Amis
- Type: Public
- Industry: Internet service provider (ISP)
- Founded: 1995
- Headquarters: Maribor, Slovenia
- Key people: Boštjan Košak
- Products: IPTV, Internet, VOIP
- Website: www.amis.net

= Amis (Internet service provider) =

Internet service provider (ISP) in Slovenia and Croatia

Amis is an Internet service provider (ISP) in Slovenia, providing nationwide solutions for more than 105,000 domestic and business users with leading electronic communications and entertainment services. The company is situated in Maribor and Ljubljana. Amis was acquired by the A1 Group in 2015.

==History==

The company was established on May 15, 1995, as the first specialized internet service provider in Slovenia.
In order to expand and provide internet services for the Slovenian market, in 1997 internet network Amis was established in the framework of the company. Amis thus became a Brand, holder of all market services and products still today.

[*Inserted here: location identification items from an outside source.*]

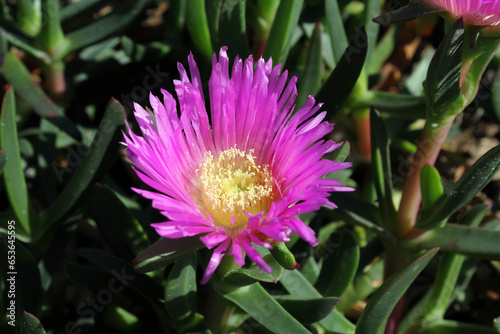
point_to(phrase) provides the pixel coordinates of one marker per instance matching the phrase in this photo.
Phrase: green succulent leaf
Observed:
(399, 105)
(442, 85)
(284, 25)
(470, 184)
(298, 286)
(430, 185)
(340, 263)
(305, 310)
(261, 306)
(180, 292)
(413, 10)
(116, 222)
(244, 276)
(196, 20)
(381, 167)
(91, 167)
(340, 83)
(310, 81)
(13, 172)
(465, 240)
(31, 325)
(112, 24)
(377, 311)
(164, 252)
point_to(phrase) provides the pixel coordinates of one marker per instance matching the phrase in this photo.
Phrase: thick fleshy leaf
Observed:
(438, 298)
(471, 241)
(196, 20)
(31, 325)
(469, 185)
(73, 9)
(3, 160)
(376, 313)
(164, 252)
(430, 185)
(442, 85)
(284, 25)
(340, 263)
(457, 327)
(124, 273)
(180, 292)
(261, 306)
(305, 310)
(283, 256)
(247, 276)
(112, 24)
(310, 79)
(15, 182)
(17, 74)
(336, 29)
(51, 35)
(22, 272)
(118, 225)
(413, 10)
(232, 28)
(400, 105)
(91, 167)
(297, 285)
(381, 168)
(341, 153)
(340, 83)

In the early stages, before entering of financial investors, Amis was based predominantly on its own sources, simple organization and focusing on niche market segments. The achieved business success led to admittance of new investors in 2006, namely investment funds Iris Capital (France) and KBC (Belgian) which enabled fast growth, large-scale expansion of activities and trebled number of staff of the company. IRIS and KBC bought Amis on June 28, 2006, for 8,380,000 EUR (together with Amis Telecom in Croatia). Ten years later, on January 4, 2016, Amis was sold (together with Amis Telecom in Croatia) for 33.939,330.24 EUR to mobile provider A1 and on March 16, 2016, integrated into A1.

Today, Amis is the sole provider of telecommunication services with long tradition and continuous growth. The nationwide Slovenian market is being covered by Amis' services.

==Network and services==

In all years of its existence, Amis relied on its tradition as the first alternative provider of broadband access. The company built the largest alternative ADSL 2+ network in Slovenia and in 2011 started to market broadband services on optical network of the national operator.

AMIS also markets TDMoIP and VoIP services to corporate and residential users. Since 2013 AMIS extended the technical product portfolio with the introduction of VDSL2 mainly for corporate users.

In the segment of domestic users, Amis Televizija represents the key platform for development and marketing of leading IPTV services and other contents and thus becoming the centre of entertainment in households. It is easily accessible via STB, mobile telephone, personal or tablet computer.